# If You Could Only Choose ONE, which Would It Be: DOG or CAT??



## Meanderer (Jun 23, 2014)

Easy or Tuff Choice: CAT or DOG?

View attachment 7982


----------



## JustBonee (Jun 23, 2014)

Easy ...  Dog person.


----------



## GeorgiaXplant (Jun 23, 2014)

Oh, my. How to choose. I have a cat, and I'd have a dog, too, if I had room for one. I love cats and dogs. Dog sitting as we speak. Actually, dog sitting is a good deal for me (besides getting paid) because I have all the fun of a dog (sometimes more than one) and none of the expense!


----------



## Ina (Jun 23, 2014)

I love Kitty cats, but you have to keep up with the litterbox, so I choose Puppy dogs, just open the door, and they're out the door to do their business. :tapfoot:


----------



## SeaBreeze (Jun 23, 2014)

Tough one for me too, as I have a cat and a dog.  I guess if I had to choose, even though I can call myself a cat person, I'd choose a dog.  They can accompany me on walks outside of the home, and rides in the car.  Butttt....if I was older and not able to get out much, I'd prefer a cat.


----------



## Falcon (Jun 23, 2014)

NO question about it.................DOG !


----------



## Meanderer (Jun 23, 2014)

At present we are pet-less...but it would be tuff for me to choose.  It has always been the individual dog or cat that won me over...I'll hav'ta sleep on it. 

View attachment 7983


----------



## Bettyann (Jun 23, 2014)

I love other people's dogs...but I am and always have been a cat person.
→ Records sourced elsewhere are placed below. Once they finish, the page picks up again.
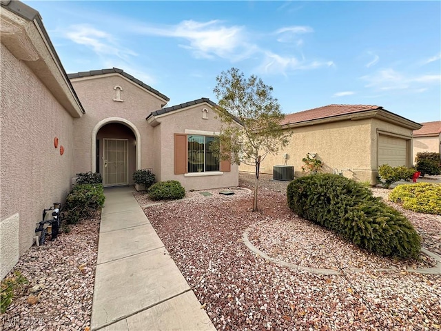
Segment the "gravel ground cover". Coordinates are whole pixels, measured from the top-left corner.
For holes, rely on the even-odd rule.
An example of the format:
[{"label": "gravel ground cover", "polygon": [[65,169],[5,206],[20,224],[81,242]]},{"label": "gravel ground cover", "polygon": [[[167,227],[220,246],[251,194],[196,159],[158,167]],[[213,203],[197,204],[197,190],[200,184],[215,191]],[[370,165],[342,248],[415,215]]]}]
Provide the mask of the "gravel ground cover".
[{"label": "gravel ground cover", "polygon": [[96,213],[70,225],[69,233],[60,233],[56,240],[42,246],[32,246],[20,257],[9,275],[20,271],[30,283],[0,317],[1,330],[88,330],[99,222]]},{"label": "gravel ground cover", "polygon": [[[234,194],[232,196],[229,196],[229,195],[226,196],[226,195],[221,194],[220,192],[224,191],[231,191],[234,193]],[[201,199],[204,199],[204,198],[206,198],[206,197],[209,197],[210,199],[220,199],[220,198],[231,199],[233,197],[243,196],[247,194],[248,192],[249,192],[248,190],[243,190],[243,188],[240,187],[217,188],[217,189],[213,189],[213,190],[204,190],[203,191],[192,191],[192,192],[187,191],[185,192],[185,197],[184,197],[183,200],[184,201],[194,200],[194,199],[201,200]],[[205,194],[207,194],[207,193],[208,194],[204,195]],[[134,196],[135,199],[138,201],[138,203],[139,203],[139,205],[141,206],[155,205],[158,203],[163,203],[164,202],[174,202],[174,201],[182,202],[182,200],[170,200],[169,201],[156,201],[154,200],[152,200],[148,197],[145,191],[134,192],[133,193],[133,195]]]},{"label": "gravel ground cover", "polygon": [[[253,182],[252,174],[240,174],[240,185]],[[218,330],[440,328],[440,276],[407,272],[405,263],[371,257],[329,237],[325,230],[320,231],[288,210],[283,194],[287,183],[271,181],[265,176],[261,176],[260,183],[258,212],[251,211],[251,194],[144,208]],[[294,252],[290,256],[305,256],[298,263],[334,265],[343,270],[356,263],[364,271],[325,276],[294,270],[258,257],[242,242],[245,230],[254,227],[259,234],[255,240],[264,236],[265,241],[272,238],[265,248],[280,248],[284,240],[289,240],[283,230],[283,226],[291,226],[287,225],[289,223],[298,227],[296,233],[299,229],[310,231],[305,246],[291,249]],[[295,230],[288,228],[287,231]],[[252,232],[250,237],[252,235]],[[311,252],[316,255],[309,257]],[[425,265],[431,261],[413,263]],[[390,263],[399,269],[374,272],[377,263],[380,268]]]}]

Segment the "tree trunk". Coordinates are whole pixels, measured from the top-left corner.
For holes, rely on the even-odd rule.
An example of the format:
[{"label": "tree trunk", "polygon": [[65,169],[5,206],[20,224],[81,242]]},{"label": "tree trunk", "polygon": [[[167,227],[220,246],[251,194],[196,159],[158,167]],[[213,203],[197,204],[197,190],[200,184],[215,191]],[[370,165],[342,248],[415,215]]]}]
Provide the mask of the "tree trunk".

I am just always happy to see people happy with their pets and treating them well...


----------



## Kaya (Jun 23, 2014)

Dog.


----------



## Bee (Jun 23, 2014)

I'll stick with me budgie.:bigwink:


----------



## Justme (Jun 24, 2014)

I prefer my tarantula spider! We have had loads of cats and dogs over the years, but when the last one died in 2002 I put my foot down. I was the poor idiot who had the job of looking after them, and walking the flipping dogs!


----------



## Meanderer (Jun 24, 2014)

Bee said:


> I'll stick with me budgie.:bigwink:



Good show!


----------



## Meanderer (Jun 24, 2014)

I would choose a dog.  You can hang out with a dog


----------



## Steve (Jun 24, 2014)

Definitely a dog and a smaller one at that.. We now have a toy Pomeranian and we simply love her..
We had both cats and dogs before but my wife was always sick from the cat.. Allergic to the dander..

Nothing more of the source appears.